While the town itself was not flooded, the entire surrounding area was, which was very apparent upon flying in. Seeing the Norman River spilling over its banks, causing the road to be well and truly cut off, was quite impressive.
There are many health implications that can stem from a natural disaster such as this, including an increase in transmission in arthropod-borne illnesses, in addition to skin infections and multi-system infections, including melioidosis.
We did see a bit of structural damage to some of the housing within the community, particularly to the older properties. There was an enormous gum tree down in the yard of an elderly couple’s home, and of course their physical condition would prevent them from being able to do anything about it.
Given that most community members have lived in North Queensland for most of their lives, they are a resilient bunch. With that said, it was clear how much strain the nurse practitioner felt due to the increased demands on the healthcare system. Her exhaustion was palpable. Also, patients with pre-existing mental health concerns seemed especially affected by the damage to their properties, as cleaning up that sort of damage is trying even at the best of times.
While we were there we had a number of opportunities to assist Dr Clements and the nurse practitioner.
There was a patient I helped with who presented with a venous stasis ulcer. The nurse practitioner was uncomfortable managing this patient in the community, given the scope of practice and resources, and under normal circumstances would have sent them on an aeromedical retrieval to Mount Isa. However, given the patient was coping and wasn’t an urgent case, flying her out at that time wasn’t really justifiable. That case gave me first-hand experience of seeing how clinical decision making is affected by context, both in terms of physical and human resources.
Most of the cases we were able to help with were fairly common and not directly linked to the cyclone. However, the opportunity to relieve some pressure from the local nurse and keep things moving efficiently for Dr Clements was amazing.
We were there and back in a flash, but getting to go on this adventure and, more importantly, getting to play a meaningful role in contributing to meeting the community’s healthcare needs, was truly the opportunity of a lifetime. I may have received a few mozzie bites along the way, but I also gained confidence in my ability to help in a healthcare system under strain, as well as being taught many valuable lessons by our enthusiastic mentor, Dr Michael Clements. I would go again in a heartbeat!
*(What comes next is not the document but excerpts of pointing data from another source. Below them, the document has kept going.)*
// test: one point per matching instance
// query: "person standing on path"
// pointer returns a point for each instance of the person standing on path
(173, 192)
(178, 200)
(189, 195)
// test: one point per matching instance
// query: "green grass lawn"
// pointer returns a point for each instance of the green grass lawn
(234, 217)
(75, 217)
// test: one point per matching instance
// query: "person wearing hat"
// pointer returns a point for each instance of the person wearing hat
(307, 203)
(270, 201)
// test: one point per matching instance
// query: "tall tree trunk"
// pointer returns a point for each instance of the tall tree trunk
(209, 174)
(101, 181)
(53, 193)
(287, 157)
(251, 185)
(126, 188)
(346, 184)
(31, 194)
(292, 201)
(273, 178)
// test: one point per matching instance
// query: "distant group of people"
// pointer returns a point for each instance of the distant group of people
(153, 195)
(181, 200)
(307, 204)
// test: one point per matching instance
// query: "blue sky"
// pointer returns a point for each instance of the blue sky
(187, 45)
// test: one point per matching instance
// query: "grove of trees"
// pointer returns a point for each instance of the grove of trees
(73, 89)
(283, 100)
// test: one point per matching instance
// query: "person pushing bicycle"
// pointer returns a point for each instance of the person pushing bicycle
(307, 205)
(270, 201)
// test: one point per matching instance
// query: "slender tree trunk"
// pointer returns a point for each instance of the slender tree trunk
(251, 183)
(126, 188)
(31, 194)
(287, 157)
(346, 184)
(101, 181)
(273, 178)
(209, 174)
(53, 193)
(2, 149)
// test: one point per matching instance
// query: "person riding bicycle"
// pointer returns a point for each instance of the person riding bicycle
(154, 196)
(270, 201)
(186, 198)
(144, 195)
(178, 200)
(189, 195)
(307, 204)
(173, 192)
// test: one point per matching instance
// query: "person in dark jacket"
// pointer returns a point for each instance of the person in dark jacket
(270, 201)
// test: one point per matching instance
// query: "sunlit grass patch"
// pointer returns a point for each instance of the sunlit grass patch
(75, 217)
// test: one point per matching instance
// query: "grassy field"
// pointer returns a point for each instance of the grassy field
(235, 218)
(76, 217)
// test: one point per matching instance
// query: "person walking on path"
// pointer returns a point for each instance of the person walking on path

Supporting the community: Harjyot Gill
When I got the call up to help the community of Karumba recover from Cyclone Imogen, I knew this was my opportunity to give back. From my past experiences in natural disasters, most notably Cyclone Yasi, I understood how uplifting it can be to have the help and support of others during an arduous time.
My heart ached for the community of Karumba as we flew above in Dr Clements' plane and saw the aftermath of the cyclone.
Our day started as soon as we arrived in Karumba around 9.30am. After a quick introduction with the nurse practitioner and registered nurse at the clinic, we were given our own consulting rooms and patients to see. During my day, I saw an elderly man with an infected insect bite, a mother with a wrist fracture for whom I applied a backslab, a young man struggling to cope and an elderly woman suffering from a severe chest infection. Every patient shared their story, some with tears. In these vulnerable moments, I was continually reminded of the privilege of being a doctor and offering help and solace to patients in a bewildering time.
This experience also highlighted the unique challenges of rural and remote medicine as Karumba did not have access to advanced diagnostic testing and on the whole patients preferred treatment in the community.
Making a difference
The next day we went out into the community for home visits.
This was a great opportunity to not only assist patients in the comfort of their own homes, but also to assess their safety and risks, as well as access to basic amenities and support from family members.
The overwhelming feeling of being wanted, expected and needed in Karumba was one of the sublime pleasures of being a health professional. This truly was an opportunity of a lifetime that has left me with invaluable lessons from Dr Clements, and indelible connections with patients.
My heart goes out to the community of Karumba as many of their concerns echoed deeply within me. I would like to sincerely thank Dr Clements for this unique opportunity.